Deze leden vragen of er ook niet-EU landen actief zijn in Somalië. Indien dit het geval is, vragen ze welke activiteiten zij ondernemen. Zijn ze bijvoorbeeld ook actief in het trainen van een op te zetten Somalische krijgsmacht? Zo ja, botsen deze activiteiten niet met die van de EUTM, vragen deze leden.

Er zijn contractanten betrokken bij de EUTM. Zij leveren ondersteunende diensten ten aanzien van telecommunicatie, onderhoud, medische evacuatie en vertaaldiensten. De contractanten maken geen deel uit van de EUTM.

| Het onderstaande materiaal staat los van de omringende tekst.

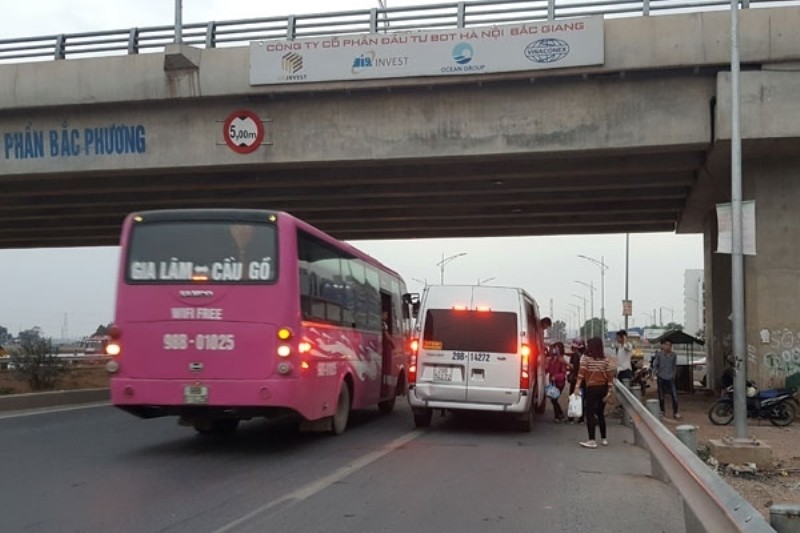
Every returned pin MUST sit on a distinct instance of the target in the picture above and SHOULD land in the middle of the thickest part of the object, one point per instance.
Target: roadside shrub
(35, 362)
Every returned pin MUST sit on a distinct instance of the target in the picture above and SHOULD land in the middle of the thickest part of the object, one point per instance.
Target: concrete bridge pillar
(772, 277)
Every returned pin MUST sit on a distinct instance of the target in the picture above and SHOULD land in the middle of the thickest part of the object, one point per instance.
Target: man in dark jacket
(665, 366)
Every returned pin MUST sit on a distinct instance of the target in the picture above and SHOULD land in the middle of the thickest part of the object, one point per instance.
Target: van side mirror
(411, 301)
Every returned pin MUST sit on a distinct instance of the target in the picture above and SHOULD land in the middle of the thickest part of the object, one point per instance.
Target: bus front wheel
(342, 414)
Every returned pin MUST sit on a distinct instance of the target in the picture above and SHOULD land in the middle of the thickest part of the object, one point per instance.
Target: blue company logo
(462, 53)
(547, 50)
(363, 62)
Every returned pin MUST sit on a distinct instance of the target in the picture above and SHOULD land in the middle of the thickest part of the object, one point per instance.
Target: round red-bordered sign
(243, 131)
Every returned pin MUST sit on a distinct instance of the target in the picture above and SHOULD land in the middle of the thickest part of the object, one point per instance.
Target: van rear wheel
(423, 417)
(525, 421)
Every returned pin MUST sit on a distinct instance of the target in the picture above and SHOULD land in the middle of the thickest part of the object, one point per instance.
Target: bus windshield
(202, 251)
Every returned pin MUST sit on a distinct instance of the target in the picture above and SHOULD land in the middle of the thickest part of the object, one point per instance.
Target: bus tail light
(412, 362)
(114, 332)
(524, 370)
(113, 348)
(284, 350)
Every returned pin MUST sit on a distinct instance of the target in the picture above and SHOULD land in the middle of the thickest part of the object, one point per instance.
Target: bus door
(387, 344)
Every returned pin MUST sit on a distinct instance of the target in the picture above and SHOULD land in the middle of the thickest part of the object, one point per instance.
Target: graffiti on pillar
(782, 359)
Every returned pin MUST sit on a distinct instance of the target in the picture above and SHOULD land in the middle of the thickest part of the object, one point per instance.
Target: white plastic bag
(575, 406)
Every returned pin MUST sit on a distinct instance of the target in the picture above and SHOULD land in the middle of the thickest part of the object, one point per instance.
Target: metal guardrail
(714, 504)
(390, 20)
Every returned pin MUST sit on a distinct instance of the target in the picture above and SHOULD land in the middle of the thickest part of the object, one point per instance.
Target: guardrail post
(133, 41)
(785, 517)
(211, 35)
(61, 47)
(686, 434)
(653, 407)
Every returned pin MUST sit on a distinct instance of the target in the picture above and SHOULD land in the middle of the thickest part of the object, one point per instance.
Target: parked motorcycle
(776, 405)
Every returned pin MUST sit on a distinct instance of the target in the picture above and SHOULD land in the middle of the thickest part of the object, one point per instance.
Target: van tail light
(412, 362)
(525, 368)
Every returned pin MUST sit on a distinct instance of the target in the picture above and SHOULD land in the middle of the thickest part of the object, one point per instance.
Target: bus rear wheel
(423, 417)
(342, 414)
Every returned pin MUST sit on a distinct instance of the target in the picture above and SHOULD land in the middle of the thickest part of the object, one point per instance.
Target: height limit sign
(243, 131)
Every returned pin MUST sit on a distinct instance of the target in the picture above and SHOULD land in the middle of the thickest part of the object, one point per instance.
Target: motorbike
(776, 405)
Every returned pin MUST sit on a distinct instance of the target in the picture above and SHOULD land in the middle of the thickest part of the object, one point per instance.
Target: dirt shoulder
(778, 484)
(78, 377)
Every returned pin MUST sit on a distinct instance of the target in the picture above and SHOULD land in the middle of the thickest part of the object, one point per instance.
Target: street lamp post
(603, 267)
(444, 261)
(578, 311)
(591, 288)
(585, 316)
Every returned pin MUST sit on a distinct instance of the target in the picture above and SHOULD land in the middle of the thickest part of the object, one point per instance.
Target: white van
(477, 348)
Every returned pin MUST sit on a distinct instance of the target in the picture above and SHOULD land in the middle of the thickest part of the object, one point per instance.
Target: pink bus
(224, 315)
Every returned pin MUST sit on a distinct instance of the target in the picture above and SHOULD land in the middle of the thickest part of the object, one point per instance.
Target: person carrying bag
(597, 372)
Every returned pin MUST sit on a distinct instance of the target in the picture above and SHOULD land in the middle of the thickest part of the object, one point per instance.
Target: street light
(661, 316)
(578, 308)
(444, 261)
(591, 294)
(603, 266)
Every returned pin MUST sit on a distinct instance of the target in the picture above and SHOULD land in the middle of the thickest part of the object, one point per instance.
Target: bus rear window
(472, 331)
(202, 251)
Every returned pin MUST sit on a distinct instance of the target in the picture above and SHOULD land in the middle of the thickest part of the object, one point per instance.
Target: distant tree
(30, 335)
(35, 361)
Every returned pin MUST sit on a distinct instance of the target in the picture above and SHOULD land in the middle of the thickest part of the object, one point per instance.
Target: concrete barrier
(35, 400)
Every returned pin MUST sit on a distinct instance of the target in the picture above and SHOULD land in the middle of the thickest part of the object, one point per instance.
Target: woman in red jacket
(557, 369)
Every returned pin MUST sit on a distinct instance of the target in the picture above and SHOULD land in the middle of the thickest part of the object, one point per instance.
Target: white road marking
(312, 488)
(45, 410)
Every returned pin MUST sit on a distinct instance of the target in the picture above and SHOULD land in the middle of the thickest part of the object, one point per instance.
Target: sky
(71, 290)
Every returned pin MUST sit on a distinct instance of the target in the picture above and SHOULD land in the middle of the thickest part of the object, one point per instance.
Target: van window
(474, 331)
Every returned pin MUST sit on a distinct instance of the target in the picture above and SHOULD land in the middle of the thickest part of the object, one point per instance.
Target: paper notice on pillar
(725, 228)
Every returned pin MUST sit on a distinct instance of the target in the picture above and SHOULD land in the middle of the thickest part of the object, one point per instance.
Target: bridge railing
(390, 20)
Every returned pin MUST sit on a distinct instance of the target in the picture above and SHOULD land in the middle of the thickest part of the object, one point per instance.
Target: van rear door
(471, 352)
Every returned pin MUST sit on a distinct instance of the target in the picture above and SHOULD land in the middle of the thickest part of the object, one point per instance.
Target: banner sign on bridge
(479, 50)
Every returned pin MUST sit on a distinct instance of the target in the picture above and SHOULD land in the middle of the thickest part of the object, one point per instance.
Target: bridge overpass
(637, 140)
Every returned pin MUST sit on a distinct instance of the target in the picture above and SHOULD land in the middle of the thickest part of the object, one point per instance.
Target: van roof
(473, 296)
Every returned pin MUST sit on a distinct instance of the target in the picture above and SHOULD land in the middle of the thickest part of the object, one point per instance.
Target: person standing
(578, 349)
(665, 366)
(624, 351)
(597, 372)
(557, 370)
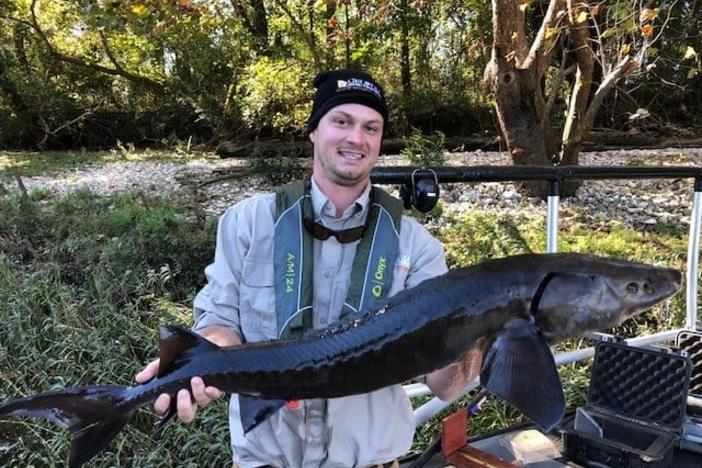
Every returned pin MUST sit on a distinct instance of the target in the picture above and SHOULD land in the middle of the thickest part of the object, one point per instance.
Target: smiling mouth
(351, 155)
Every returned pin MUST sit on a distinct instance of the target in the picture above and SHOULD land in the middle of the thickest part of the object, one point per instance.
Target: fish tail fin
(94, 414)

Er zijn naast de EU ook andere organisaties en landen actief in Somalië. Turkije verzorgt bijvoorbeeld trainingen van Somalische militairen. Deze inzet conflicteert niet met de EU-missie. De EU streeft ernaar om de verschillende activiteiten op elkaar af te stemmen en overlap te voorkomen.

De leden van de SP-fractie hebben altijd de EU Battlegroups afgewezen. Zij constateren dat de vulling van de EU Battlegroups steeds moeizamer gaat en de EU Battlegroups zelf nog geen enkele keer zijn ingezet. Deze leden zijn dan ook verbaasd in het verslag te lezen dat er geen draagvlak was om het EU Battlegroup concept ter discussie te stellen. Nog meer zijn ze verbaasd dat dit kabinet het EU Battlegroup concept ten volle steunt. Waarom denkt de minister, die aandringt op een nadere analyse om de gereed stelling en inzetbaarheid te vergroten, dat op korte termijn deze problemen worden opgelost? En betekent deze instelling niet dat er een disproportioneel beroep op de Nederlandse krijgsmacht wordt gedaan terwijl anderen hun toezeggingen niet nakomen?

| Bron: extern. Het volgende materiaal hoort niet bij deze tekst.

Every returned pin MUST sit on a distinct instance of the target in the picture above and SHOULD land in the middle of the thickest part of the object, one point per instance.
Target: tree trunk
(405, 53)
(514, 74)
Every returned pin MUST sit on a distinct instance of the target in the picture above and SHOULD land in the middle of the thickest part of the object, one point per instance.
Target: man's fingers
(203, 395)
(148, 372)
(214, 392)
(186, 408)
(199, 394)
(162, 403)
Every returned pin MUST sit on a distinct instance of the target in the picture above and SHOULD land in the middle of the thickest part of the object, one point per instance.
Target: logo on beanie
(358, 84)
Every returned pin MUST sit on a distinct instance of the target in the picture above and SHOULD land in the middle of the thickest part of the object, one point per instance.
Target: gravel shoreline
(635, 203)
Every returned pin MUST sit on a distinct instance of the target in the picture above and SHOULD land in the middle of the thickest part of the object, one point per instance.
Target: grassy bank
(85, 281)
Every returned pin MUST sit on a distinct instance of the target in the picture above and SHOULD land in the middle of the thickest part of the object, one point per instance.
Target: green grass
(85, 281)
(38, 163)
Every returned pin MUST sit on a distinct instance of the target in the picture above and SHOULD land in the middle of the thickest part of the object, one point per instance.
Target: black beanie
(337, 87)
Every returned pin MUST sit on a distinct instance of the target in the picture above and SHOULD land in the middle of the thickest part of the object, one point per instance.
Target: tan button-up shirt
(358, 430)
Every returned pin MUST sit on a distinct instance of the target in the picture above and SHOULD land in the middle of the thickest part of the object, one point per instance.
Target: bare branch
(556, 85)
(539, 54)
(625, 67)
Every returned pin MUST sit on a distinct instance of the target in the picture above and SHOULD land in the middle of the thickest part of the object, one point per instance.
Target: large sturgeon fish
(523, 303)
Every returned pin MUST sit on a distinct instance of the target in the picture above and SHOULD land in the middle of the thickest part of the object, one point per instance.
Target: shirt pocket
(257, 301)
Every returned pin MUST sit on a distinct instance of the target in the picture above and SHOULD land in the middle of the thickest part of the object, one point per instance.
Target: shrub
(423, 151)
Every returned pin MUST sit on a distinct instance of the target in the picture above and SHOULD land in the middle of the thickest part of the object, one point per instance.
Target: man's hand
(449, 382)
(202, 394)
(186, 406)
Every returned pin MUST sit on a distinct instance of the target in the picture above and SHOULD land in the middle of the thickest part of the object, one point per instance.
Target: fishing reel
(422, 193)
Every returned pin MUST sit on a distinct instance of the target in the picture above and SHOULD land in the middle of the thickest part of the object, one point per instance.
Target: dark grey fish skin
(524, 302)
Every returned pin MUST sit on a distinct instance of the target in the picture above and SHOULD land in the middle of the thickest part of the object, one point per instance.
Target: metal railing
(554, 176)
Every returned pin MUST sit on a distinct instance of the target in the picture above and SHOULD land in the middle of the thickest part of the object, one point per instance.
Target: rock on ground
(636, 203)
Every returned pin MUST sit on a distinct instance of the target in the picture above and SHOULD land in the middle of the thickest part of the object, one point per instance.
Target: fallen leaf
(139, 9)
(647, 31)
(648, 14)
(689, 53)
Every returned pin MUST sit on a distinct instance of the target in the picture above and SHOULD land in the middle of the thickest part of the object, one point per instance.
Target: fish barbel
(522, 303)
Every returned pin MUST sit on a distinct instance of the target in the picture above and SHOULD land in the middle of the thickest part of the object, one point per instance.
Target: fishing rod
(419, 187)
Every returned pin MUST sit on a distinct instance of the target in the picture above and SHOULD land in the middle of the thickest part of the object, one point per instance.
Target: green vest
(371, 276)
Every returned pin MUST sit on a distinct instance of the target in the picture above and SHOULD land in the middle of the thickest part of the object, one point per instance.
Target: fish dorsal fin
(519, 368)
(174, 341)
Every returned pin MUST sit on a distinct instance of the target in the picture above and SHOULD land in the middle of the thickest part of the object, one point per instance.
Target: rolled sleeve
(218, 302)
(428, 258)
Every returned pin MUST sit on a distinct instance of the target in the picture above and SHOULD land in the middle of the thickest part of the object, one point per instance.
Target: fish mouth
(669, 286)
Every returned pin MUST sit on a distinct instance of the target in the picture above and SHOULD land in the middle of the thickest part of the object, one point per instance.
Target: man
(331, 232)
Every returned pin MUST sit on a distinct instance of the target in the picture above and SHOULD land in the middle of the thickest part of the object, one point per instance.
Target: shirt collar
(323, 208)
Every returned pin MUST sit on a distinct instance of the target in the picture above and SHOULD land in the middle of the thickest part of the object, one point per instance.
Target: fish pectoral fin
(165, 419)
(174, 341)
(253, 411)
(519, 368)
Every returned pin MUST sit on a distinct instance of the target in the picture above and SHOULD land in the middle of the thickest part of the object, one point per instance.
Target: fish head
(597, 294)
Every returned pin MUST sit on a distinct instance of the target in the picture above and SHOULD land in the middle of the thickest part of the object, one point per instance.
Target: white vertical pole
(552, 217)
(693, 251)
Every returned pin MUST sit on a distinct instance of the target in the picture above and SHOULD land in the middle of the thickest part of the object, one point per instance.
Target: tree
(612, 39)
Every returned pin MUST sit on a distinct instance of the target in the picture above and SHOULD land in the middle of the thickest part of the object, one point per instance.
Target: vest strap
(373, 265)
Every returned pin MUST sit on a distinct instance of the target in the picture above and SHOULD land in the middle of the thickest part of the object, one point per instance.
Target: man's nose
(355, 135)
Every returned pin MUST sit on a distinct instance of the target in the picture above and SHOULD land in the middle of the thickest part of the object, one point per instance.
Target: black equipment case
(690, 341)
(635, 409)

Met de EU-Battlegroups beschikken de EU-lidstaten over een snel en veelzijdig inzetbare militaire capaciteit voor crisisbeheersingsoperaties. Er is onverminderd draagvlak onder de lidstaten voor het EU-Battlegroup concept. De problemen bij de vulling van het rotatierooster zijn aanleiding geweest precieze belemmeringen nader te bezien. De insteek daarbij is de systematiek te verbeteren en oplossingen te zoeken.

De leden van de SP-fractie vragen in hoeverre er in Mali al troepen van EU lidstaten aanwezig zijn. Indien dit het geval is, om welke landen gaat het en wat doen ze? Deze leden vragen naar meer details over waar het gebrek aan consensus tussen de verschillende partijen over gaat. Kan de Kamer een notitie krijgen over deze problemen?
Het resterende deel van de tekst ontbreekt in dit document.